The International Institute for Strategic Studies Shangri-La Dialogue is an annual meeting of the region's defence ministers and military chiefs. (Supplied)

Albanese heads to Vietnam to strengthen ties

On Saturday, Mr Albanese will fly to Vietnam's capital Hanoi for a two-day official visit which will allow Mr Albanese to meet all the nation's core leaders.

Australian officials see Vietnam – which has enjoyed rapid economic growth over the last decade – as an increasingly significant player in South-East Asia, and are keen to expand trade ties with Hanoi.

Vietnam also shares some of Australia's unease about Beijing's growing military power and aggression.

Vietnam's coastguard has had several tense encounters with Chinese vessels inside its Exclusive Economic Zone in the South China Sea.

Vietnam's Ambassador to Australia, Nguyen Tat Thanh, said that Mr Albanese's visit would "lay the foundations for this relationship in the coming decades" and that leaders would sign several agreements over the weekend.

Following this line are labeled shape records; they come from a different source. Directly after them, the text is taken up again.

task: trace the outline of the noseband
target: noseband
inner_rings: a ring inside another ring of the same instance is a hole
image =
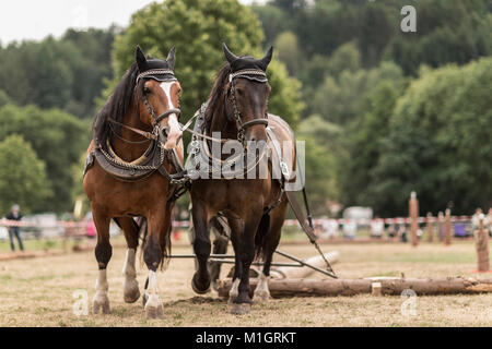
[[[268,127],[268,119],[253,119],[250,121],[247,122],[243,122],[241,120],[241,112],[239,109],[237,108],[237,103],[236,103],[236,95],[234,94],[234,79],[235,77],[243,77],[243,79],[247,79],[250,81],[256,81],[256,82],[260,82],[260,83],[266,83],[267,80],[267,74],[262,71],[262,70],[257,70],[257,69],[244,69],[244,70],[239,70],[235,73],[232,73],[229,75],[229,82],[231,84],[231,89],[230,89],[230,94],[232,97],[232,104],[233,104],[233,109],[234,109],[234,119],[236,121],[237,124],[237,141],[241,142],[242,144],[244,144],[244,133],[246,131],[247,128],[250,128],[253,125],[256,124],[263,124],[266,127]]]

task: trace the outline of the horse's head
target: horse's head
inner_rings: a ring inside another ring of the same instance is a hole
[[[159,133],[166,149],[172,149],[183,134],[178,122],[181,87],[173,73],[175,49],[171,49],[166,60],[160,60],[147,59],[141,48],[137,47],[136,61],[140,73],[137,88],[140,88],[139,95],[142,96],[140,120]]]
[[[268,95],[271,87],[268,84],[266,70],[271,61],[273,48],[270,47],[261,59],[237,57],[222,44],[225,59],[231,67],[229,75],[227,116],[237,123],[239,137],[244,133],[246,141],[266,141],[268,125]]]

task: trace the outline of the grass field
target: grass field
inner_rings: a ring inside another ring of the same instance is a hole
[[[115,245],[122,244],[121,238],[115,240]],[[406,277],[491,277],[472,273],[477,268],[472,241],[450,246],[348,243],[321,248],[340,252],[335,269],[341,278],[401,273]],[[316,254],[307,242],[280,249],[302,257]],[[177,245],[173,252],[191,253],[191,249]],[[368,294],[274,299],[253,305],[250,314],[231,315],[226,301],[216,293],[199,297],[192,292],[192,260],[173,260],[159,274],[165,318],[148,321],[141,300],[133,304],[122,300],[124,257],[125,249],[115,248],[108,267],[112,314],[81,316],[72,312],[73,292],[85,290],[91,309],[97,276],[92,251],[0,262],[0,326],[492,326],[492,293],[418,297],[414,316],[401,314],[406,299]],[[137,270],[142,289],[147,268],[138,263]],[[227,270],[224,266],[222,275]]]

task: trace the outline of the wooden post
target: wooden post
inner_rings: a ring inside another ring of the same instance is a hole
[[[446,231],[446,233],[444,236],[444,244],[450,245],[450,239],[452,239],[452,234],[453,234],[453,225],[450,221],[450,209],[449,208],[446,208],[444,225],[445,225],[445,231]]]
[[[427,242],[434,241],[434,226],[432,224],[432,214],[427,213],[427,219],[426,219],[426,231],[427,231]]]
[[[477,264],[478,272],[490,270],[490,255],[489,255],[489,232],[483,225],[484,215],[479,216],[479,230],[476,231],[476,246],[477,246]]]
[[[440,242],[444,241],[443,222],[444,222],[444,214],[440,210],[437,214],[437,239],[440,240]]]
[[[419,237],[417,236],[417,230],[419,229],[419,201],[417,200],[415,192],[411,192],[410,194],[409,212],[412,246],[417,246],[419,244]]]

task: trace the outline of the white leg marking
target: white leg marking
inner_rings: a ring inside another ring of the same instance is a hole
[[[94,314],[98,314],[101,312],[104,314],[109,313],[109,299],[107,298],[108,288],[106,269],[99,269],[99,275],[95,285],[96,293],[92,299],[92,312]]]
[[[270,277],[266,276],[262,272],[258,276],[258,285],[256,285],[255,294],[253,297],[254,302],[265,302],[270,299],[270,290],[268,289],[268,281]]]
[[[137,281],[137,270],[134,268],[136,250],[128,249],[127,257],[125,258],[125,265],[122,274],[124,280],[124,299],[127,303],[133,303],[140,297],[139,282]]]
[[[148,300],[145,303],[145,313],[150,318],[164,317],[164,311],[159,298],[157,273],[149,270],[149,287],[147,289]]]
[[[229,291],[229,302],[232,303],[239,296],[239,278],[236,278]]]

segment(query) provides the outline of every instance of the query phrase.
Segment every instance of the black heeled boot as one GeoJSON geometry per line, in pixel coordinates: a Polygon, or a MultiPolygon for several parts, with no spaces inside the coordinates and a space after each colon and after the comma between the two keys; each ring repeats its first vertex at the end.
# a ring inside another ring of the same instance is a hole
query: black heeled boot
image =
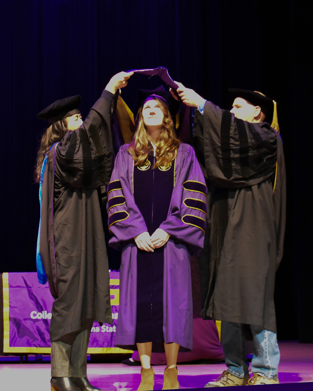
{"type": "Polygon", "coordinates": [[[79,391],[70,377],[52,377],[51,391],[79,391]]]}
{"type": "Polygon", "coordinates": [[[71,378],[81,391],[102,391],[100,388],[91,384],[86,377],[71,377],[71,378]]]}

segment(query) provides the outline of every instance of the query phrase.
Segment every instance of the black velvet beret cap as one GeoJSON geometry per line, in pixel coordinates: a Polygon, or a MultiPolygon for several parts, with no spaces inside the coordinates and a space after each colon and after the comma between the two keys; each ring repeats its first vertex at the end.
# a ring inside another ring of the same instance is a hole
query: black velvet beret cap
{"type": "MultiPolygon", "coordinates": [[[[158,95],[162,98],[163,101],[167,105],[170,113],[172,117],[174,117],[178,111],[180,102],[173,98],[169,92],[167,92],[162,86],[160,86],[155,90],[139,90],[137,91],[137,100],[134,109],[134,115],[137,117],[140,107],[148,97],[151,95],[158,95]]],[[[157,98],[157,96],[155,97],[157,98]]]]}
{"type": "Polygon", "coordinates": [[[77,108],[81,100],[80,95],[75,95],[56,100],[38,113],[37,116],[40,119],[47,120],[49,125],[51,125],[56,121],[80,113],[77,108]]]}
{"type": "Polygon", "coordinates": [[[270,123],[273,118],[274,103],[273,100],[257,91],[250,91],[239,88],[229,88],[230,95],[235,98],[242,98],[254,106],[259,106],[266,116],[266,120],[270,123]]]}

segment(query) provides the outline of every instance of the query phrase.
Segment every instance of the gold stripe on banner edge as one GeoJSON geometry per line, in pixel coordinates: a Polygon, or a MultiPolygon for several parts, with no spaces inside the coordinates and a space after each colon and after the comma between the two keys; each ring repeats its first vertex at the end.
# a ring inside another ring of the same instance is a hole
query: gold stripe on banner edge
{"type": "Polygon", "coordinates": [[[10,350],[10,323],[9,314],[9,273],[2,274],[3,286],[3,352],[10,350]]]}

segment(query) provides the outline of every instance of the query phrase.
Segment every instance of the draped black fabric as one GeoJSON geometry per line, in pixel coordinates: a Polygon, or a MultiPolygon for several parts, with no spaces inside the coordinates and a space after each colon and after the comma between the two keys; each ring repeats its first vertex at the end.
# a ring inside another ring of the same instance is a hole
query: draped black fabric
{"type": "MultiPolygon", "coordinates": [[[[261,0],[1,2],[0,271],[35,268],[39,208],[32,173],[45,126],[37,113],[79,93],[84,117],[116,72],[162,65],[223,108],[231,104],[228,87],[278,102],[288,187],[275,293],[278,336],[313,341],[309,18],[292,1],[270,7],[261,0]]],[[[137,88],[159,85],[146,80],[135,75],[122,90],[131,108],[137,88]]]]}

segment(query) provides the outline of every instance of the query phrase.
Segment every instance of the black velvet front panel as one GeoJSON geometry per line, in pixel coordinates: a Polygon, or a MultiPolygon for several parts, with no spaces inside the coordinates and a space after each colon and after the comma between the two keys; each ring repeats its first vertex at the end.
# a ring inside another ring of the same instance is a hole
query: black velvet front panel
{"type": "MultiPolygon", "coordinates": [[[[149,165],[134,167],[134,196],[151,235],[166,219],[174,187],[174,164],[167,170],[149,165]]],[[[136,342],[153,342],[153,351],[163,350],[164,247],[153,253],[138,250],[136,342]]]]}

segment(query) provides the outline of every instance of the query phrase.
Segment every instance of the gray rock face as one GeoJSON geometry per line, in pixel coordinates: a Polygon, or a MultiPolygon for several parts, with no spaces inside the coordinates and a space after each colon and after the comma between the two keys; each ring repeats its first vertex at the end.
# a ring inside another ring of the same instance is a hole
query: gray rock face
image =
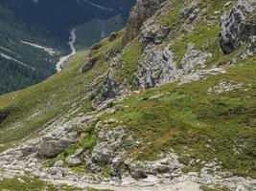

Both countries are still negotiating a Comprehensive Strategic Partnership flagged late last year, but Mr Nguyen said there was scope to rapidly expand migration and economic ties, and is pushing Canberra to allow more Vietnamese temporary workers into Australia.

He told the ABC that Australian businesses had also been too slow to invest in South-East Asia nations like Vietnam.

"Australia has a lot of investment abroad but you do very little in the region," he said.

"The total of what you have invested in ASEAN countries is less than what you have invested in New Zealand alone, for example."

The government has appointed a special envoy to boost Australia's business ties with ASEAN nations, and has vowed to intensify efforts to diversify and expand Australia's export markets across the region.